Though the financial benefits are a bonus, money isn't the main driver for her part-time work. The 20-year-old is focused on gaining a career in human resources as soon as she has finished her fourth year at York, and while she is gaining hands-on experience in that field from Monday to Friday, by working seven days a week through the summer, she admits that it is testing her ability to plan an effective schedule.
But doing so is a skill that both Ms. Akin and many other university students consider vital, particularly when it comes to juggling a part-time position along with studies, and not jeopardizing grades in the process.
"You really have to know yourself," she says. "You have to know how much you can handle because if you think, 'Oh, I can take five shifts a week,' and then you have a full course load, you might not be able to handle that."
Luckily, York University and other institutions offer plenty of support in helping students achieve balance, both in their scheduling and their finances.
Dianne Twombly, manager of career development at York, says that, in general, she recommends that students focus on finding their feet in their first year of university, work out their time management skills, develop friends and contacts and nail the academic side of things. With that in good standing, they are well set up to find a part-time job in their second year.
"Academics are important and students are incredibly stressed right now over their academics and student debt," she says. "It can feel overwhelming, and so a part-time job is a great thing to do in order to offset that student debt and also to explore opportunities that might arise after graduation."
Given that a lot of York University students are first-generation university-goers in their families, she says that for a lot of them getting a job is a necessity, as their parents are often not financially well off. However, it can also open up connections for them to the Canadian labour market, something that their parents may not have.

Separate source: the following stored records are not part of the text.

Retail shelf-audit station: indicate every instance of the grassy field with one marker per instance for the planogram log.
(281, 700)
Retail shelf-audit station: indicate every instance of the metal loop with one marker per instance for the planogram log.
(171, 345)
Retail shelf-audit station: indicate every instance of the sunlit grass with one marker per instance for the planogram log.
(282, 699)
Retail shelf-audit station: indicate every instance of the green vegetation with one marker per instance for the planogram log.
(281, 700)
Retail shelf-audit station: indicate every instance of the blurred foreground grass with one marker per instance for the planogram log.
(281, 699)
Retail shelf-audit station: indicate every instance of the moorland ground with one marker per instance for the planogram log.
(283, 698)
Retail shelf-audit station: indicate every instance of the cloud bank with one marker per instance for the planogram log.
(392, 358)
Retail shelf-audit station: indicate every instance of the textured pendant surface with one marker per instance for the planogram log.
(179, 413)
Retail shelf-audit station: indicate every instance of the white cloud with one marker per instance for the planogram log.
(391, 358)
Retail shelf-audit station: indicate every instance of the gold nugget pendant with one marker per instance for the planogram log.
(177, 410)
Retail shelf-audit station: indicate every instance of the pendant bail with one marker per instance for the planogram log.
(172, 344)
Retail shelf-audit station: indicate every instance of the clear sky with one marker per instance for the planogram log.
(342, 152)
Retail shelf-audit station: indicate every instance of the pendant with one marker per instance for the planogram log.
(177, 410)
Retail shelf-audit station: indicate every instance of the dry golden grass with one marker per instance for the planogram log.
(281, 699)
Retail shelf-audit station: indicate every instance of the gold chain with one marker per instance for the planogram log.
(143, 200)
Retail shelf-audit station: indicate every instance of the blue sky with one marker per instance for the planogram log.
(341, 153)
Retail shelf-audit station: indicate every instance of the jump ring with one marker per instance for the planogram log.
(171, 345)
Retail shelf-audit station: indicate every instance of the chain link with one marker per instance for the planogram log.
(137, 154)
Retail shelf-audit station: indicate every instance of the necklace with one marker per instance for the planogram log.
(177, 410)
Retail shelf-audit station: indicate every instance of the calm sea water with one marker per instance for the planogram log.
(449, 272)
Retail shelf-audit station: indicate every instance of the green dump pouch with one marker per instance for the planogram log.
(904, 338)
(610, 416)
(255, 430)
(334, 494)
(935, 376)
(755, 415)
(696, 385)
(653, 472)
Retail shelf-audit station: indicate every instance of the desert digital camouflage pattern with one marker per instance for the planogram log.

For those who qualify for the Ontario Student Assistance Program, York offers work-study positions, operating in places such as athletic centres or the library. The advantage of these roles is that the employer has full awareness of the student's other responsibilities.
"The hours are restricted because we recognize that they have studies that they have to take care of, and when it comes to exam time or when final assignments are very heavy, we can be flexible around the hours," Ms. Twombly explains.
Outside of campus jobs, a sympathetic employer can be hard to find, though.
Laura Mitchell, director of the student success centre at Concordia University in Montreal, says that juggling work with academic commitments is just one of the problems students might encounter in the working world. For instance, a negative work experience might decrease a student's motivation to work, while the increased hours can also be a strain on social and family life, particularly for mature students with young children at home.
On the flip side, though, she explains that in certain situations students also get to notice what lower-paid jobs are really like, which can be an incentive to study harder.
It also shows them the limits of what can effectively fit into their daily lives.
"[Some] students start university thinking you can do it all, and sometimes you have to negatively experience the limits of your time to learn from that, and that can have a positive outcome eventually," she adds.
Dalhousie University in Halifax puts a big emphasis on employment, as studies have shown that goes a long way to helping with the retention of students.
According to Jill Malolepszy, the associate director for career and leadership development, the more the university can connect students with employment opportunities, the more engaged they are.
In addition, she says that Dalhousie provides opportunities to help students realize that, no matter what jobs they're doing, they are developing additional skill sets related to their field of study.
That is particularly important for students who are not in faculties with built-in co-op models, such as arts and social sciences.
"What we're trying to do is build capacity for these students to further develop their transferable skills," Ms. Malolepszy says, "because at the end of their degree they may be presenting differently to employers because they don't have as much work experience."
Dalhousie's career and leadership development centre also puts an emphasis on helping students make appropriate decisions when it comes to taking on additional work responsibilities. For instance, it may be difficult for some to know that juggling studies with work might decrease their marks, so advisors help find solutions, such as extending their studies.
Ultimately, though, it's about setting the student up for success, both in the classroom and beyond.
"Students don't know what they don't know," Ms. Malolepszy adds. "Often they think they're moving away for the first time and that university might be an extension of high school, and it's actually very different."